• Dispatches Women Only Jihad (UK). Trailer http://www.veoh.com/watch/v2381067BQsqDBR
A documentary following the dramatic story of MPACUK’s campaign for women’s rights in the mosques. While women have always worshipped at the holy mosques at Mecca, Medina and Jerusalem, around 60% of British Mosques totally exclude women. And only a handful allow women a real say in decision-making. Never before has a Muslim group openly challenged this situation and demanded that the example of the Prophet (PBUH), giving women full access to the mosques, must be followed in 21st Century Britain. Muslim sisters in MPACUK, supported by our brothers, have been taking this call to mosque leaders and the public – in phone calls and meetings, and with leaflets and petitions. We’ve had mosque doors slammed in our faces and even had eggs thrown at us for simply raising this issue. But we’ve also found huge support from the Muslim public in backing petitions for women’s access to our mosques. Women’s empowerment within the mosques is an essential strand in MPACUK’s vision for our mosques as grassroots institutions, fulfilling their role as active centres for the whole community – rather than mere prayer halls or men’s clubs. A new generation of young, educated Muslim women is taking up this challenge, and Channel 4’s Dispatches documentary will offer a unique insight into the changing dynamics of our communities.
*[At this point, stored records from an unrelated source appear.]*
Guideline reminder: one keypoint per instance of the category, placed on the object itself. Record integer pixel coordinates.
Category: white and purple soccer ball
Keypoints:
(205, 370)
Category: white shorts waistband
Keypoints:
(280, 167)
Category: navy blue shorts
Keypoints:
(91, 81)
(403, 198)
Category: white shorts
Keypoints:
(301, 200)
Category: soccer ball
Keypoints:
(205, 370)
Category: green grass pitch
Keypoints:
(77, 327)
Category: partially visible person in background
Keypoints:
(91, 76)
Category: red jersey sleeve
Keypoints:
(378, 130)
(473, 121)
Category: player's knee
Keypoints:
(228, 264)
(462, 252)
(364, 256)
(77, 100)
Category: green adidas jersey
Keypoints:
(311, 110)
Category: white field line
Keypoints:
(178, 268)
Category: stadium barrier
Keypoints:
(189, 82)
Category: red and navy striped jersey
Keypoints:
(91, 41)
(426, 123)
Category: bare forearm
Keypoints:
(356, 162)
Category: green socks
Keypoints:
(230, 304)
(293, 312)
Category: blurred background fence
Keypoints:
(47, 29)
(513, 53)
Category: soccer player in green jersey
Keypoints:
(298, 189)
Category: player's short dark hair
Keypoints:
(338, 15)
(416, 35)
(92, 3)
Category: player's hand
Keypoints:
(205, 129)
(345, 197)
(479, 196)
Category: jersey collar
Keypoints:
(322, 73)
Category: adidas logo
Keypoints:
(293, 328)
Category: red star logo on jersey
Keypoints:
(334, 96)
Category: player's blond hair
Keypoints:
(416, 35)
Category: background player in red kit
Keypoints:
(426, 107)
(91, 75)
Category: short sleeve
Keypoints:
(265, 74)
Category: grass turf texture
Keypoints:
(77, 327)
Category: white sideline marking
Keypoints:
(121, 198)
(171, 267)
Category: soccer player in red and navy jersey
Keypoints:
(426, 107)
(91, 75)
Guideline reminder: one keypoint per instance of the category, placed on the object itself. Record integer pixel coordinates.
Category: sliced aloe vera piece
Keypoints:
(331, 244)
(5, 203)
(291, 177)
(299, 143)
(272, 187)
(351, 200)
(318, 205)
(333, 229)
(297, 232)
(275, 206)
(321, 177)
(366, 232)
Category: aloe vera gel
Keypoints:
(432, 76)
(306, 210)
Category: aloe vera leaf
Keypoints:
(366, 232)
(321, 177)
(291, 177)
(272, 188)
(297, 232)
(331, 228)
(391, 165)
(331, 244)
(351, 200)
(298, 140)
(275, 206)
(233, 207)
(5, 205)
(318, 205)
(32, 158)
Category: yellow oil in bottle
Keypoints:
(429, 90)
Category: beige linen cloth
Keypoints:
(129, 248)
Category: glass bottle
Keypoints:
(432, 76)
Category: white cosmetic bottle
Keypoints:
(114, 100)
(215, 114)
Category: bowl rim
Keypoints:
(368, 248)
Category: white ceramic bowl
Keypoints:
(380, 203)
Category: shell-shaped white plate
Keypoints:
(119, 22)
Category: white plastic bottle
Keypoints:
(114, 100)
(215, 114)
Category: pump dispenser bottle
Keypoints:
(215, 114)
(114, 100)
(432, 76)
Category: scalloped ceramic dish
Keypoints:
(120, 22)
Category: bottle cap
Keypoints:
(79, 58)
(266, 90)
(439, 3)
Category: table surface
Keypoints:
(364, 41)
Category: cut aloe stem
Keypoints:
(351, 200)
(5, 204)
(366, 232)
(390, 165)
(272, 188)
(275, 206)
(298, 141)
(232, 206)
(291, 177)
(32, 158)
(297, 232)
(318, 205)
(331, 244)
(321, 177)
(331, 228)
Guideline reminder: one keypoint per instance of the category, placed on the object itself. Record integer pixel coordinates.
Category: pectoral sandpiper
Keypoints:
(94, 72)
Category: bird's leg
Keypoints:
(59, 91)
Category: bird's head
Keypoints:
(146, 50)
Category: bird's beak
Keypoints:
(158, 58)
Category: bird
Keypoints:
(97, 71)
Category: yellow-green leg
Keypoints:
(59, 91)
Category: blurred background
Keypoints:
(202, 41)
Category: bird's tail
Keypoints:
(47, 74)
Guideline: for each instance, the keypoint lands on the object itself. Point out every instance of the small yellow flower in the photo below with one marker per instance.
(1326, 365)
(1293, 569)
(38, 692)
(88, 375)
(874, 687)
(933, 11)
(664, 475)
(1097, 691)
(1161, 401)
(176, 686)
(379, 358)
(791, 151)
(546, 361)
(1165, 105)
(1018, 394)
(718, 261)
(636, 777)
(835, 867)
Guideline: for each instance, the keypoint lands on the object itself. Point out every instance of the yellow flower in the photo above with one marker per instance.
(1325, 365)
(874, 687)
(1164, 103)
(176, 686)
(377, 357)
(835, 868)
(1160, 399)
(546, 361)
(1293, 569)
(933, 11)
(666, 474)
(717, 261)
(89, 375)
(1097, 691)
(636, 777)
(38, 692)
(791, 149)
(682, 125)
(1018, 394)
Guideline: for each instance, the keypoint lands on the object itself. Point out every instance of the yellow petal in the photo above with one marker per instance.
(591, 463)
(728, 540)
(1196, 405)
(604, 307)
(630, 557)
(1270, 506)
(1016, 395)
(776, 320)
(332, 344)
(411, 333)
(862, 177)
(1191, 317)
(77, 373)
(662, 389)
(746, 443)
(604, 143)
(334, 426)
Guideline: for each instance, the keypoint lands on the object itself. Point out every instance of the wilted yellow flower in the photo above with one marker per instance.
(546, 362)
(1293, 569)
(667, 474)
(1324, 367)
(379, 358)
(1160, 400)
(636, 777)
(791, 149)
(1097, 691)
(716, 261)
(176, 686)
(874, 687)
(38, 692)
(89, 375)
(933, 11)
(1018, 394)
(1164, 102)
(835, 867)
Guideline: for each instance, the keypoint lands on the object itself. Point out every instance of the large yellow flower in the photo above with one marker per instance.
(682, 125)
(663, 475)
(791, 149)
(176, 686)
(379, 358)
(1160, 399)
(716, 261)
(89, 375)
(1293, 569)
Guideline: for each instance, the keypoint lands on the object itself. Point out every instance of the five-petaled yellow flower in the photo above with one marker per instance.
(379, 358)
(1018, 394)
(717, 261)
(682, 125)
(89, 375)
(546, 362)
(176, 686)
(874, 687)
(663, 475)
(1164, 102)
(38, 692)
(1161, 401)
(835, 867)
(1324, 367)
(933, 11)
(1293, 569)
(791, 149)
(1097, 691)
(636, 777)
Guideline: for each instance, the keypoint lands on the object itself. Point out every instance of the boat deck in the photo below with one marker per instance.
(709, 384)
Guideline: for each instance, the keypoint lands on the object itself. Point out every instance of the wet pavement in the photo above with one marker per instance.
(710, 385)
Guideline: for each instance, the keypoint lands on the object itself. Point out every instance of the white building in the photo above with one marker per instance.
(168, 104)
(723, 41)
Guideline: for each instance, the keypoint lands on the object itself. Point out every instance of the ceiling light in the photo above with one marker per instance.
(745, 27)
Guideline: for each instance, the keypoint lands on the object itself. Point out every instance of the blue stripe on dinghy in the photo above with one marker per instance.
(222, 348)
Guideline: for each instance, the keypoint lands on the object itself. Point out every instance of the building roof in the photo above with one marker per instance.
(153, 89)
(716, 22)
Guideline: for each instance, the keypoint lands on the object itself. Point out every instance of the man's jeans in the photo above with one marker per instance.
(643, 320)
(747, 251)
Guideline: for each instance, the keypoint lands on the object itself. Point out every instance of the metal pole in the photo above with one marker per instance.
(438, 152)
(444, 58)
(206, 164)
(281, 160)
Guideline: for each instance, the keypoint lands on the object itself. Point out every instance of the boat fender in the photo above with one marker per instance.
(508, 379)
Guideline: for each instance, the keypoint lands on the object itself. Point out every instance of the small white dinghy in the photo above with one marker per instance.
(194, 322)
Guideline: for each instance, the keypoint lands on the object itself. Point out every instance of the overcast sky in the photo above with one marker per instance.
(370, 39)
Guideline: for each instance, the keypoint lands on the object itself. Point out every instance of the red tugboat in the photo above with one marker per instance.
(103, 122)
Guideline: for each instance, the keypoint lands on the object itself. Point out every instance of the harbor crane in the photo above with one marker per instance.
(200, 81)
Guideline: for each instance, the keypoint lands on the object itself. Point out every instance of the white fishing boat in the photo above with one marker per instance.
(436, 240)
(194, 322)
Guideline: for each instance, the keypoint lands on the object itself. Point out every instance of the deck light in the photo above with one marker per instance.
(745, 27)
• Me and the Mosque (Canada)
Me and the Mosque by Zarqa Nawaz, National Film Board of Canada
Using original animation, archival footage and personal interviews, this full-length documentary portrays the multiple relationships Canadian Muslim women entertain with Islam’s place of worship, the mosque. Islam is the fastest growing religion in the world. In North America, a large number of converts are women. Many are drawn to the religion because of its emphasis on social justice and spiritual equality between the sexes. Yet, many mosques force women to pray behind barriers, separate from men, and some do not even permit women to enter the building. Exploring all sides of the issue, the film examines the space – both physical and social – granted to women in mosques across the country.